Johnson, an eight-year army Veteran and a former Green Beret, completed three combat tours – two in Afghanistan and one in Iraq. He noted the lasting legacy of war can become painfully clear when soldiers return home. “Shortly after I returned home from my third and final tour, friends of mine started taking their own lives. Specifically, a leader and friend I admired hung himself, and it put me in a depression,” he said. “I soon learned the suicide rate for veterans was 22 a day. Once I learned that, I couldn’t forget it and I founded Mission 22 to help stop the suicide.”

Dowdy, who leads daily efforts at the foundation as CEO, is herself a “Daughter of the Revolution” – her father served in Vietnam and her grandfather in WWII. In fact, “I’ve had a family member serve in every conflict since the Revolutionary War,” she noted. “I have seen the affects of Post Traumatic  Stress my entire life, and I am honored to serve my country in this small way – by supporting those that so bravely serve us.”

THE GENERAL PUBLIC HOLDS THE KEY TO A VETERAN’S SUCCESSFUL HOME COMING. BE THERE FOR THEM.

Magnus Johnson

Co-founder, Mission 22

Through the Veteran’s Rehab Project, Mission 22 currently offers two treatment programs that focus on traumatic brain injury and post traumatic stress. The first, specialized Hyperbaric Oxygen Therapy (HBO), has helped hundreds of Veterans with an intensive five to eight week program designed specifically to treat Traumatic Brain Injuries and Post Traumatic Stress. The second program, Endobiogeny for PTSD, offers a personalized, whole person approach to healing veterans. Endobiogeny focuses on the whole person as the point of treatment, not just symptoms, to offer support and healing for physical, mental and emotional interactions. The program costs on average $1,800 for the first six months with most veterans remaining in the program for one to one and a half years. Mission 22 covers this cost 100% and there are no charges to Veterans seeking treatment.

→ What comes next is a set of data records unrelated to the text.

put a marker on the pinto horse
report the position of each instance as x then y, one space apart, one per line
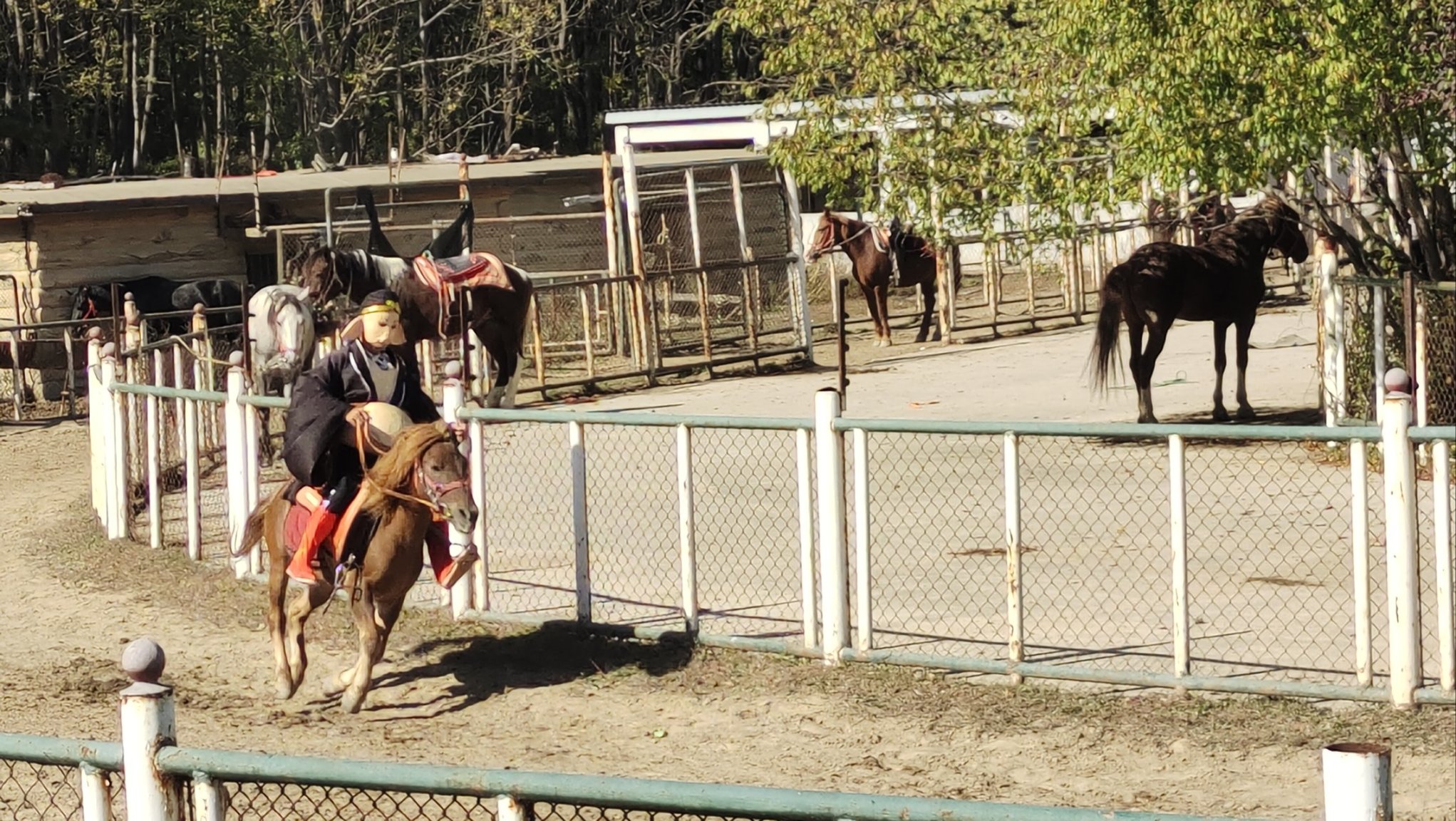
868 249
423 473
1219 282
497 315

These programs correlate directly to positive results and a better life for participants. “Of the individuals that sign up for HBO for TBI or Endobiogeny for PTS, 98% show a significant improvement with their conditions,” noted Johnson. “Our programs are cutting edge – they work and warriors and families are getting a new life. Our next challenge is to scale these services.”

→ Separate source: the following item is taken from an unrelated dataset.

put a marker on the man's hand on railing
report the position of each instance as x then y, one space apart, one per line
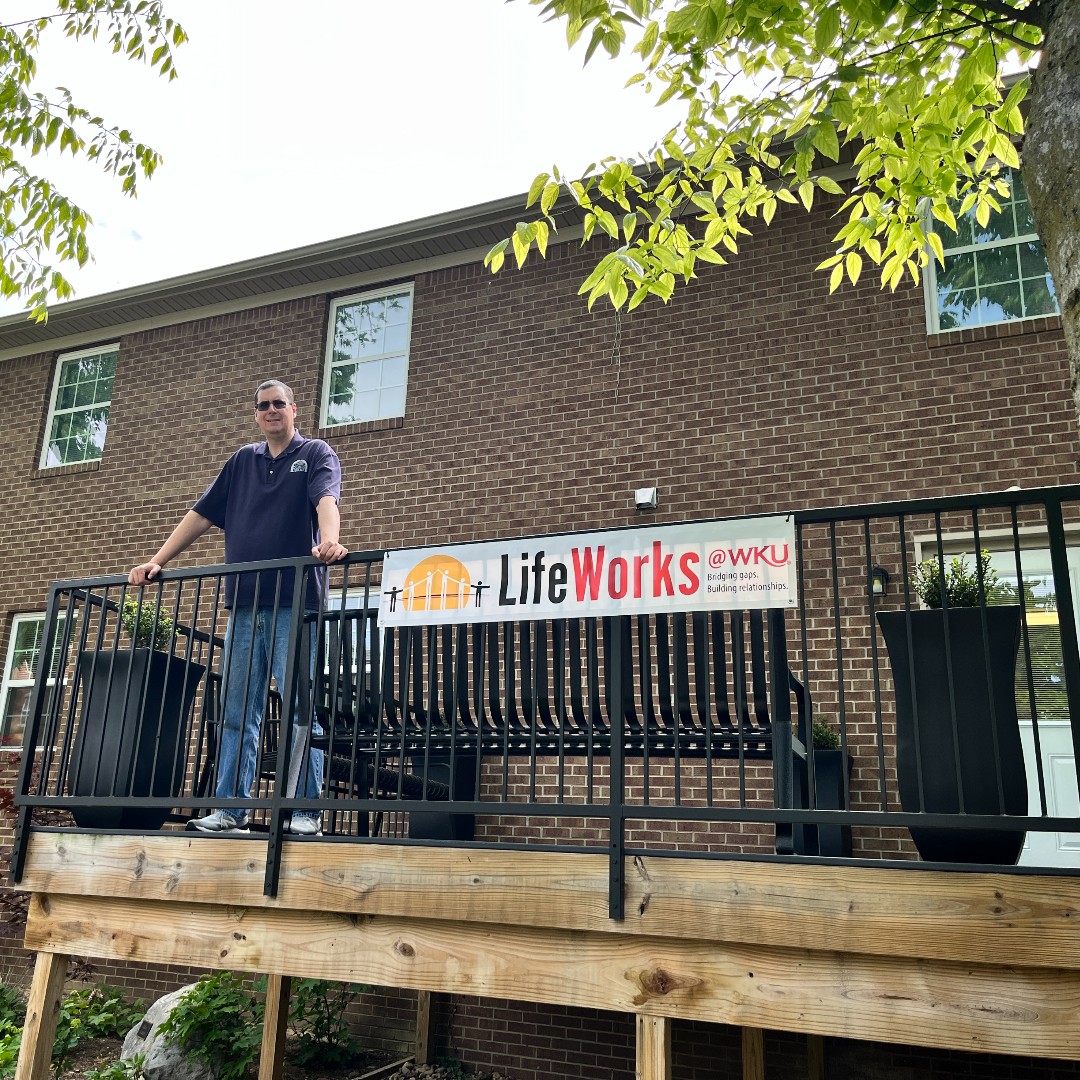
144 572
328 551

Dawdy echoed this sentiment. “Having two programs with such a great success rate of healing, word gets around fast,” she said. “We never want to have a wait list, so fundraising efforts are in full force to continue enrollments.”

As a company in the aviation space, Jet Linx employs a great number of Veterans. National Operations Center Operations Assistant Jordan Traster served in the U.S. Navy from 1994 to 1999, and helped spearhead the effort to promote Mission 22 through the JTL22 call sign last year.

“The JTL22 flight was the greatest event I’ve participated in at Jet Linx,” Traster noted. “It’s humbling that our team members at all levels were willing to support the idea of a flight in honor of all veterans, and make it a reality. The most awe-inspiring moment was standing with everyone at the NOC for 22 seconds of silence as our pilots flew JTL22 at 22,000 feet, at 322 knots. The Team’s show of unity and respect for Veterans past and present is something I’ll always remember.”

The Mission 22 team notes that supporting Veterans returning home begins with all of us. “The general public holds the keys to a veteran’s successful home coming,” Johnson stressed. “Be there for them – they need you at every level you can imagine. Especially when they first get out.”